Wien. (sf) Der Absatz von Tablet-PCs und Smartphones steigt rasant, und damit ändern sich die Einkaufsgewohnheiten. Bestellt wird immer öfter über mobile Endgeräte vom Sofa aus, statt in den Laden zu gehen: "Couch Commerce" heißt dieser Trend. Harald Gutschi, Österreich-Chef des Versandhändlers Otto, rechnet damit, dass Otto in drei Jahren mehr als 80 Prozent seiner Umsätze über Smartphones und Tablets generiert. "Die Bedeutung von mobilen Endgeräten für den Handel ist gewaltig und wird durch preiswerte Geräte weiter steigen", sagte Otto-Vorstandsvorsitzender Hans-Otto Schrader vor Journalisten in Wien.

Zwei Drittel bestellen online Weihnachtsgeschenke

Ihre Weihnachtseinkäufe werden heuer ebenfalls viele Österreicher online erledigen: Zwei Drittel besorgen heuer Geschenke über das Internet, wie eine Umfrage von meinungsraum.at unter 1000 Österreichern im Auftrag des Online-Marktplatzes Ebay ergeben hat.

303 Euro wollen die Österreicher heuer durchschnittlich für insgesamt sechs Geschenke ausgeben, das sind laut der Umfrage 40 Euro mehr als im Vorjahr. Während für Präsente mehr Geld eingeplant wird, wird bei Ausgaben für Dekoration, Essen und Karten gespart: 118 Euro wollen die Befragten dafür ausgeben, 20 Euro weniger als im Vorjahr.

Bei Otto geht das Weihnachtsgeschäft Mitte November so richtig los, im Monat vor Weihnachten wird doppelt so viel Umsatz wie in einem durchschnittlichen Monat gemacht.
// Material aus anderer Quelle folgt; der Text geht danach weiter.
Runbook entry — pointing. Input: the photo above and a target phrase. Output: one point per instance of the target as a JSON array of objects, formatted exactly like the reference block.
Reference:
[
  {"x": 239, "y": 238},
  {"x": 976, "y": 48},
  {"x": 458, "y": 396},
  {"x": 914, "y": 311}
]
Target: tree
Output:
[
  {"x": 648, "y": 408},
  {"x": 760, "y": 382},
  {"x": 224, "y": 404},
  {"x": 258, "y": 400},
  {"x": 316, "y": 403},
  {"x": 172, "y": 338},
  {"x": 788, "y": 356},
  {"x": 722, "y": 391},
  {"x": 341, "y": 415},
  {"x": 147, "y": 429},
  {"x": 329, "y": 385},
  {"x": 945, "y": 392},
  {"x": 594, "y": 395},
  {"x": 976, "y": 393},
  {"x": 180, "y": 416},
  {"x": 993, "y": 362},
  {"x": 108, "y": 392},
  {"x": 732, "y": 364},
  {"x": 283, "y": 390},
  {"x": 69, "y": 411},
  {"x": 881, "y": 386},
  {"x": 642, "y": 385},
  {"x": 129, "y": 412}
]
Verkaufsschlager werden Textilien und Wäsche, Smartphones und Kaffeemaschinen sein, erwartet Gutschi.

Der Versandhändler mit Marken wie Universal, Otto und Quelle sieht sich als Onlinehändler. Derzeit kommen 72 Prozent des Umsatzes über das Internet. Im nächsten Geschäftsjahr, das mit März beginnt, werden es bereits 82 Prozent sein. Der gedruckte Katalog dient vor allem als Inspiration fürs Online-Shopping.

"Die Profitabilität im Internethandel ist derzeit die härteste Nuss", sagt Schrader und betont, dass Otto Gewinne schreibt. Mitbewerber wie der 2008 gegründete Berliner Onlinehändler Zalando schreiben derzeit aufgrund hoher Werbekosten Verluste. Zalando habe mit seiner starken Werbepräsenz Einkaufen im Internet "chic" gemacht, so Schrader.

Zalando und Amazon standen zuletzt wegen den Arbeitsbedingungen in der Kritik. Amazon ist mit einem Umsatz von 318 Millionen Euro der größte Onlinehändler in Österreich, wie eine Erhebung des EHI Retail Institutes und Statista ergeben hat. Dahinter folgt die Otto-Gruppe mit den Marken Universal (93 Millionen Euro) und Otto Versand (63 Millionen Euro). Zalando ist mit 42 Millionen Euro Umsatz auf Platz sechs zu finden.